Vertex Pharmaceuticals

The third Nasdaq 100 stock that can confidently be bought hand over fist in March is biotech stock Vertex Pharmaceuticals (VRTX -0.69%).

Whereas Meta Platforms and Sirius XM have well-defined headwinds, Vertex's aren't nearly as clear. Arguably, its biggest issue is having all of its product revenue tied up in a single indication: cystic fibrosis (CF). CF is a genetic disease characterized by thick mucus production that can obstruct a patient's lungs and/or pancreas.

Although CF has no cure, there's obvious concern that if Vertex fails to diversify its portfolio beyond CF, its valuation could take a hit. Thankfully, this shouldn't be a big worry for current and prospective Vertex Pharmaceuticals investors.

Vertex is the kingpin when it comes to CF research, and no other drug developer is even close. It's developed four generations of mutation-specific CF therapies that have focused on improving lung function, and it's currently working on a fifth in clinical trials. The latest of these approved therapies is combination treatment Trikafta, which targets a mutation (F508del) found in approximately 90% of all CF patients.  Trikafta was approved by the U.S. Food and Drug Administration five months ahead of its scheduled review date, and it's pacing more than $8 billion in annual run-rate sales

The important thing to note about Vertex's ongoing CF research is that each generation of treatment it develops further protects its revenue stream from generic competition down the road. This company's cash flow is well protected for a long time to come.

However, Vertex Pharmaceuticals is investing in a number of indications beyond CF. This includes the development of exagamglogene autotemcel (exa-cel) in collaboration with CRISPR Therapeutics for the treatment of severe sickle cell disease and transfusion-dependent beta thalassemia, as well as novel therapy VX-548 for severe acute pain.
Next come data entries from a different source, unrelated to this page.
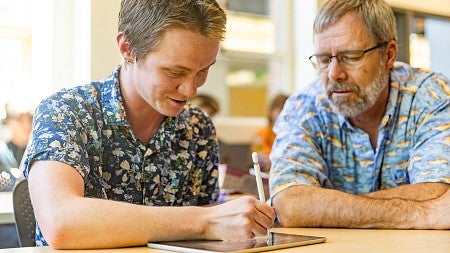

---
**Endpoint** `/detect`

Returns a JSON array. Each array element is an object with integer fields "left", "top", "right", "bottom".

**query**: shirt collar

[{"left": 100, "top": 66, "right": 129, "bottom": 126}]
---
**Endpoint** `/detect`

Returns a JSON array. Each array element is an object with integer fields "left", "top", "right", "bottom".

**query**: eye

[
  {"left": 316, "top": 55, "right": 330, "bottom": 64},
  {"left": 167, "top": 69, "right": 184, "bottom": 78},
  {"left": 338, "top": 52, "right": 362, "bottom": 63}
]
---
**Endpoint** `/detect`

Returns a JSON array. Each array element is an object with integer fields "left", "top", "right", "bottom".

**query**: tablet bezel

[{"left": 147, "top": 232, "right": 327, "bottom": 253}]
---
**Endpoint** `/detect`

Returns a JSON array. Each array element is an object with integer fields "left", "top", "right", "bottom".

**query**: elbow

[
  {"left": 38, "top": 215, "right": 78, "bottom": 249},
  {"left": 41, "top": 225, "right": 76, "bottom": 250}
]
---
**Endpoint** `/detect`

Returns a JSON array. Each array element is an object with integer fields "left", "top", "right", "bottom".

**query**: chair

[{"left": 13, "top": 179, "right": 36, "bottom": 247}]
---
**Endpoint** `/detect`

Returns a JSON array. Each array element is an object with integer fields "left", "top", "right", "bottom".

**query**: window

[{"left": 0, "top": 0, "right": 31, "bottom": 118}]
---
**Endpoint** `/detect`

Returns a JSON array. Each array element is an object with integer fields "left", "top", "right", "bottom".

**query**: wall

[{"left": 90, "top": 0, "right": 122, "bottom": 80}]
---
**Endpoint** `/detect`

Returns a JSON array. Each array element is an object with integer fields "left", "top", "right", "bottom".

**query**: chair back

[{"left": 13, "top": 179, "right": 36, "bottom": 247}]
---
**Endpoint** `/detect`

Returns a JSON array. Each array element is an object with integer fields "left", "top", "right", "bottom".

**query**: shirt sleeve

[
  {"left": 408, "top": 72, "right": 450, "bottom": 184},
  {"left": 269, "top": 88, "right": 332, "bottom": 197},
  {"left": 23, "top": 90, "right": 93, "bottom": 177},
  {"left": 191, "top": 105, "right": 219, "bottom": 205}
]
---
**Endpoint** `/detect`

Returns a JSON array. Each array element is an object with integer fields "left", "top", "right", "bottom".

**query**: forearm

[
  {"left": 274, "top": 186, "right": 446, "bottom": 229},
  {"left": 363, "top": 183, "right": 450, "bottom": 201},
  {"left": 34, "top": 193, "right": 204, "bottom": 249}
]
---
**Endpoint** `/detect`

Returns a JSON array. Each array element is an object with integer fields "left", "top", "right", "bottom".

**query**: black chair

[{"left": 13, "top": 179, "right": 36, "bottom": 247}]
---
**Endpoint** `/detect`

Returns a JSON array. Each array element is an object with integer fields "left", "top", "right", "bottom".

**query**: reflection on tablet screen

[{"left": 148, "top": 233, "right": 326, "bottom": 252}]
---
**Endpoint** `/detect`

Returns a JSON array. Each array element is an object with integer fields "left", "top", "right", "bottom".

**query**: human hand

[{"left": 205, "top": 196, "right": 275, "bottom": 240}]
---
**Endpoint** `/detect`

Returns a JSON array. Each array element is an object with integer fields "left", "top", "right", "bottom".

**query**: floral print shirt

[
  {"left": 24, "top": 67, "right": 219, "bottom": 245},
  {"left": 269, "top": 62, "right": 450, "bottom": 197}
]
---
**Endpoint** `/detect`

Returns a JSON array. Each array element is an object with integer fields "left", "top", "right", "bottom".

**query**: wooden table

[
  {"left": 0, "top": 228, "right": 450, "bottom": 253},
  {"left": 0, "top": 192, "right": 15, "bottom": 224}
]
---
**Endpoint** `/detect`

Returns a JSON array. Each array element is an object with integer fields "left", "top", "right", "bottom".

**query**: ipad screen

[{"left": 148, "top": 233, "right": 326, "bottom": 253}]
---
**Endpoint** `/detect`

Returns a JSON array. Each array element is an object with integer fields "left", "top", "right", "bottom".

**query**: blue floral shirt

[
  {"left": 269, "top": 62, "right": 450, "bottom": 197},
  {"left": 25, "top": 66, "right": 219, "bottom": 245}
]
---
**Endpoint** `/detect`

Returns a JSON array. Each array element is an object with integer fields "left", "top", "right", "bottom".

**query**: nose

[
  {"left": 328, "top": 58, "right": 347, "bottom": 82},
  {"left": 178, "top": 79, "right": 198, "bottom": 98}
]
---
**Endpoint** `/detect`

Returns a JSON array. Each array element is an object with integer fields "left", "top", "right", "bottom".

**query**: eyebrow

[{"left": 165, "top": 60, "right": 216, "bottom": 72}]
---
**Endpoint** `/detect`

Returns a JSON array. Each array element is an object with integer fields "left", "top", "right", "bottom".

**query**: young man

[
  {"left": 25, "top": 0, "right": 274, "bottom": 249},
  {"left": 270, "top": 0, "right": 450, "bottom": 229}
]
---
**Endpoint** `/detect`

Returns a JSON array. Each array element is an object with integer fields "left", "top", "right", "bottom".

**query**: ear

[
  {"left": 116, "top": 32, "right": 133, "bottom": 63},
  {"left": 386, "top": 40, "right": 398, "bottom": 69}
]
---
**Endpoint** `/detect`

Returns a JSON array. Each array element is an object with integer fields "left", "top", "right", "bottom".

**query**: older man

[{"left": 270, "top": 0, "right": 450, "bottom": 229}]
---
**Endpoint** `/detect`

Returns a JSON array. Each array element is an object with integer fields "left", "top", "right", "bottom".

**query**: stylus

[
  {"left": 252, "top": 152, "right": 272, "bottom": 245},
  {"left": 252, "top": 152, "right": 266, "bottom": 202}
]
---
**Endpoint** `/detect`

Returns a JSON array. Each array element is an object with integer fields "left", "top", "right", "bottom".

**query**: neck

[
  {"left": 349, "top": 85, "right": 389, "bottom": 150},
  {"left": 119, "top": 67, "right": 165, "bottom": 145}
]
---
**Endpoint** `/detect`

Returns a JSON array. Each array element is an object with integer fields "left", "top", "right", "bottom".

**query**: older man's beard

[{"left": 326, "top": 63, "right": 389, "bottom": 118}]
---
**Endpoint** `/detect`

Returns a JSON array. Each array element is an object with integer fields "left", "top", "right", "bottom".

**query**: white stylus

[
  {"left": 252, "top": 152, "right": 266, "bottom": 202},
  {"left": 252, "top": 152, "right": 272, "bottom": 245}
]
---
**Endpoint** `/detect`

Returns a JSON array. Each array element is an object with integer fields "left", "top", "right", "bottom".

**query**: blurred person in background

[{"left": 0, "top": 103, "right": 33, "bottom": 191}]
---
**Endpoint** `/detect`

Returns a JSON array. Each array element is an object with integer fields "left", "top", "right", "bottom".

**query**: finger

[{"left": 255, "top": 202, "right": 275, "bottom": 223}]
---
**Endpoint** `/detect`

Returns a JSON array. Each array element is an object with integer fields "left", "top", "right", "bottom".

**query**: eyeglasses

[{"left": 309, "top": 42, "right": 387, "bottom": 71}]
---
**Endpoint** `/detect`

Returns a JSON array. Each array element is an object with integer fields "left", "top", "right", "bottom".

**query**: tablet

[{"left": 148, "top": 233, "right": 326, "bottom": 253}]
Although not every experimental drug will be a winner, Vertex has a better track record than most biotech stocks of delivering successful late-stage clinical results.

Investors should also be aware that Vertex is rolling in the dough. It ended last year with $10.8 billion in cash, cash equivalents, and marketable securities. Having this much cash on hand will allow Vertex to execute share buybacks as well as potentially go shopping for therapies that can enhance or expand its existing pipeline.